Os pontos fortes deste estudo são que se trata de uma coorte grande, biracial, baseada na população, com a aferição padronizada da dor de cabeça e medições de matéria branca. No entanto, existem várias limitações. Primeiro, apesar do grande tamanho da amostra na visita 3, nosso estudo foi limitado pelo tamanho da subcoorte da RM do cérebro, o que limitou nossa capacidade de detectar diferenças na progressão da doença da matéria branca ao longo do tempo. A análise da matéria branca também foi limitada pela consideração conjunta de WMH profundo e periventricular. Embora a maioria dos estudos tenha encontrado uma associação entre enxaqueca e a carga total de WMH, esta associação é específica para lesões profundas de matéria branca. Se tivéssemos sido capazes de separar as duas, nossas estimativas, especialmente para a progressão da WMH, poderiam ter sido mais precisas. Outra limitação foi que a determinação da dor de cabeça foi retrospectiva (ou seja, perguntou-se aos participantes se alguma vez tiveram um histórico de dores de cabeça) e não se baseou nos critérios da Classificação Internacional de Transtornos da Dor de Cabeça-II. Como as enxaquecas diminuem em frequência e gravidade com o aumento da idade,13 especialmente entre as mulheres, muitas das que foram classificadas como tendo dores de cabeça anteriormente tinham dores de cabeça mas não as experimentavam activamente na altura do estudo. Como resultado, não podemos comentar a relação específica entre a enxaqueca ativa e a doença da substância branca. Além disso, a prevalência da enxaqueca durante toda a vida no nosso estudo foi inferior à relatada por outros autores,14 pelo que também é possível que alguns antigos enxaquecistas tenham esquecido a sua história de enxaquecas e tenham sido mal classificados como não tendo histórico de cefaleias graves. Em geral, a inclusão de enxaquecas no grupo livre de cefaléia seria de esperar resultados tendenciosos para o nulo, especialmente se os indivíduos com maior doença de matéria branca fossem cognitivamente incapacitados e, portanto, menos propensos a recordar seu histórico de enxaquecas.

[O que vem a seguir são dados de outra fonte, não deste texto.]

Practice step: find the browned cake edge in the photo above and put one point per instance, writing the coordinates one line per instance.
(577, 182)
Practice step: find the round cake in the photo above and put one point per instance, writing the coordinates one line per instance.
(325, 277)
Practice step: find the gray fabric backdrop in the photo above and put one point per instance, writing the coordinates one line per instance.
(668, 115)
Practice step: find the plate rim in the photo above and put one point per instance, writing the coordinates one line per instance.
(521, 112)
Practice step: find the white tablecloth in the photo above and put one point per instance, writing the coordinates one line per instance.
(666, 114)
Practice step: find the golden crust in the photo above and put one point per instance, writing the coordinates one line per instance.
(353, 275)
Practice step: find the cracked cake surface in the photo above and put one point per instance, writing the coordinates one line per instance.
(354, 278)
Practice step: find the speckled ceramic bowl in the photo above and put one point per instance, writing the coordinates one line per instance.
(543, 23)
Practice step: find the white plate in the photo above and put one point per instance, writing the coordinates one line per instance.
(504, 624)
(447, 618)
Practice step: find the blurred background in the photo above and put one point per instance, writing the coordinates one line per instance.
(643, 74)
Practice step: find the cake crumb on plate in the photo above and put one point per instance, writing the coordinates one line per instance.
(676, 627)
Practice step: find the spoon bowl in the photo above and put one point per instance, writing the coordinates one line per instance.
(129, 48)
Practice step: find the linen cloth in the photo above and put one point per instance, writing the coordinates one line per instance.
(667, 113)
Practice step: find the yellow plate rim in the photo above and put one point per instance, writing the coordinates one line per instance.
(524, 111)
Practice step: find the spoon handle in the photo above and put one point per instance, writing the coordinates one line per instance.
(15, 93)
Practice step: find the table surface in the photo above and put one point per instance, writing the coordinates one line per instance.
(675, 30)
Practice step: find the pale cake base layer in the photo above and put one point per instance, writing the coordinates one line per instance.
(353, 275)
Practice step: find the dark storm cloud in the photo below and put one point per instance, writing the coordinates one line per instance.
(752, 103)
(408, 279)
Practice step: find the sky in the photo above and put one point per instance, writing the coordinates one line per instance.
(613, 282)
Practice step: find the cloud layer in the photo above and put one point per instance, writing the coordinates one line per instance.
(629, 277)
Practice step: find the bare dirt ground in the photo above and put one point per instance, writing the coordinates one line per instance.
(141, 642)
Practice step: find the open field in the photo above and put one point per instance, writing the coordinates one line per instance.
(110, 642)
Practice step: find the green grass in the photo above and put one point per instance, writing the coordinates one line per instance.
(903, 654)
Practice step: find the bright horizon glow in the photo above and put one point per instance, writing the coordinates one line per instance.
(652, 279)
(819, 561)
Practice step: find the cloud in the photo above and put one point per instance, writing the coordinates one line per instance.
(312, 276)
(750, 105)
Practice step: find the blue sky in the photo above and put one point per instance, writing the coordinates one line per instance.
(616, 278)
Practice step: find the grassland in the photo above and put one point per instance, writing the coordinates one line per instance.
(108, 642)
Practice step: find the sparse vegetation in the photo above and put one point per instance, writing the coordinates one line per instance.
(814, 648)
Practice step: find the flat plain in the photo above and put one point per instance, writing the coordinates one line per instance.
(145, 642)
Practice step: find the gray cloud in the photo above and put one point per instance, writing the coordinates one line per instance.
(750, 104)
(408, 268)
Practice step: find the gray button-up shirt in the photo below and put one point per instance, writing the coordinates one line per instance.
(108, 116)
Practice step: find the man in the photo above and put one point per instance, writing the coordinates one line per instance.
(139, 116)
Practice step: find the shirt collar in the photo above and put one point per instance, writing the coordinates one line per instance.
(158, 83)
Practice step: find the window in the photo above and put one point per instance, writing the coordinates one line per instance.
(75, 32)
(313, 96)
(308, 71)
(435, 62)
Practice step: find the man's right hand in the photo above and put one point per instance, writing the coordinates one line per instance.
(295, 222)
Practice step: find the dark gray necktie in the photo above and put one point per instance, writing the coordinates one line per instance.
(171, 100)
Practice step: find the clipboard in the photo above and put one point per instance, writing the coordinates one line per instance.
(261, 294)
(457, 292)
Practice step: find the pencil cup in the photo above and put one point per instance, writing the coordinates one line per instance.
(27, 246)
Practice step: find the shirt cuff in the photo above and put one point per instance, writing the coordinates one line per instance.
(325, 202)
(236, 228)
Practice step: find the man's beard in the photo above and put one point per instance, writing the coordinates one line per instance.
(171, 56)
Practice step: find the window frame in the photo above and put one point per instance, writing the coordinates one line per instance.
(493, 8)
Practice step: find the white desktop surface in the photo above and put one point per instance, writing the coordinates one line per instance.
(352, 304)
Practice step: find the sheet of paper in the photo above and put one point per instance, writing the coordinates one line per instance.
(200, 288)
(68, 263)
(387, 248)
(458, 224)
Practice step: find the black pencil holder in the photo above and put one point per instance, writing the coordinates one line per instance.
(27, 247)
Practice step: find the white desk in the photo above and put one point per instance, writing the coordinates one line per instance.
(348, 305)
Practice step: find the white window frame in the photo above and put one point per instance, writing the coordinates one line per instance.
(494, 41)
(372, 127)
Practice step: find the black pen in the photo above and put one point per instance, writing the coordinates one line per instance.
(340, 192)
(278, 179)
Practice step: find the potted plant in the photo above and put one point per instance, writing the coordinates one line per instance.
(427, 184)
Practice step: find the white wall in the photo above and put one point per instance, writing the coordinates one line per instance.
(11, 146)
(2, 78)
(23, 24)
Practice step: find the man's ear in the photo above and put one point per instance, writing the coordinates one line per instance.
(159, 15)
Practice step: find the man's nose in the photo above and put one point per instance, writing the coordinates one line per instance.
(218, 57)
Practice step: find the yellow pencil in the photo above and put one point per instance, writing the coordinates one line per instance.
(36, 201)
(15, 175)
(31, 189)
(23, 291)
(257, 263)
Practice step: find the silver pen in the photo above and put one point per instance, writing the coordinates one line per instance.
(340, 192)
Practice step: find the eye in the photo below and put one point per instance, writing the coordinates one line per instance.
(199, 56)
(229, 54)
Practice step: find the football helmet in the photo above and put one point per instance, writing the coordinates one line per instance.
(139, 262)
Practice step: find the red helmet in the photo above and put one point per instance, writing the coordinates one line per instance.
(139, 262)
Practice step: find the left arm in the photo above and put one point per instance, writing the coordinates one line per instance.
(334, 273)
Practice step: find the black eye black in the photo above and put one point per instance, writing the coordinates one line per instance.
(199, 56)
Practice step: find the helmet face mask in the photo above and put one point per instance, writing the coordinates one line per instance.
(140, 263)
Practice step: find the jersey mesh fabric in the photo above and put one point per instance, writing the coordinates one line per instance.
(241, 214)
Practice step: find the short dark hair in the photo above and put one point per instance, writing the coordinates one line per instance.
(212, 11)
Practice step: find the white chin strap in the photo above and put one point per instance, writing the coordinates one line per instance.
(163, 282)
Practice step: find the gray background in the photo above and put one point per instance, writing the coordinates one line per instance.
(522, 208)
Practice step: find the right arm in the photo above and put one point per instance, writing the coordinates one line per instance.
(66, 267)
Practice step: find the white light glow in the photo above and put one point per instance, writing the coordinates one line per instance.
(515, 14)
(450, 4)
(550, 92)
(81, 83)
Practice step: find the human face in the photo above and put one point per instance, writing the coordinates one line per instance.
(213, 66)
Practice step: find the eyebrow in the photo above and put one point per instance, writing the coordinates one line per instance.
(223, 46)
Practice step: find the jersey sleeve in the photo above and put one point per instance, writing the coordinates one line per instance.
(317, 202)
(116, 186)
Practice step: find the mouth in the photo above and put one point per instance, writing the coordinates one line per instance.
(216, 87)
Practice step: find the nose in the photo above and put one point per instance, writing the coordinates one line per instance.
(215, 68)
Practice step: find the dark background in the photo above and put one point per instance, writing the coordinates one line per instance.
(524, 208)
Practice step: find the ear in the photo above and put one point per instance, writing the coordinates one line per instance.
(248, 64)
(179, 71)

Alternativamente, se aqueles com maior doença de matéria branca experimentassem mais freqüentes e severas dores de cabeça e, portanto, fossem mais aptos a lembrar seu histórico de dores de cabeça, os resultados seriam tendenciosos na direção oposta.

Nós também escolhemos usar indivíduos sem histórico de dor de cabeça severa como nosso principal grupo de referência. Embora suspeitemos que a maioria dos indivíduos com enxaqueca teria tido pelo menos uma dor de cabeça com duração igual ou superior a 4 horas, é possível que nos tenham escapado alguns casos de enxaqueca com duração inferior a 4 horas, especialmente se foram tratados. Se este fosse o caso, porém, acreditamos que levaria a uma diluição do verdadeiro tamanho do efeito, dada a presença de pacientes com enxaqueca no grupo sem enxaqueca, e portanto subestimaria uma associação entre enxaqueca e WMH. Um efeito semelhante seria visto se alguns dos indivíduos com enxaqueca sem enxaqueca com aura (uma condição que é rara mas que foi descrita) tivessem realmente enxaqueca – isto levaria a uma diluição do verdadeiro tamanho do efeito pela mesma razão. Também é possível, mas improvável, que os indivíduos pudessem ter desenvolvido enxaquecas entre as 2 visitas, resultando em uma classificação errada. Além disso, faltava-nos informação sobre a idade na altura das dores de cabeça. A nossa análise trata as dores de cabeça durante a infância e as dores de cabeça durante a idade avançada como equivalentes, mas é possível que uma seja mais ou menos prejudicial do que a outra. Finalmente, nossa capacidade de controle para medicamentos, especialmente aqueles usados para tratar enxaquecas, foi limitada. É necessário um trabalho adicional sobre a associação entre a enxaqueca e a progressão da WMH, incluindo o mecanismo pelo qual ela ocorre.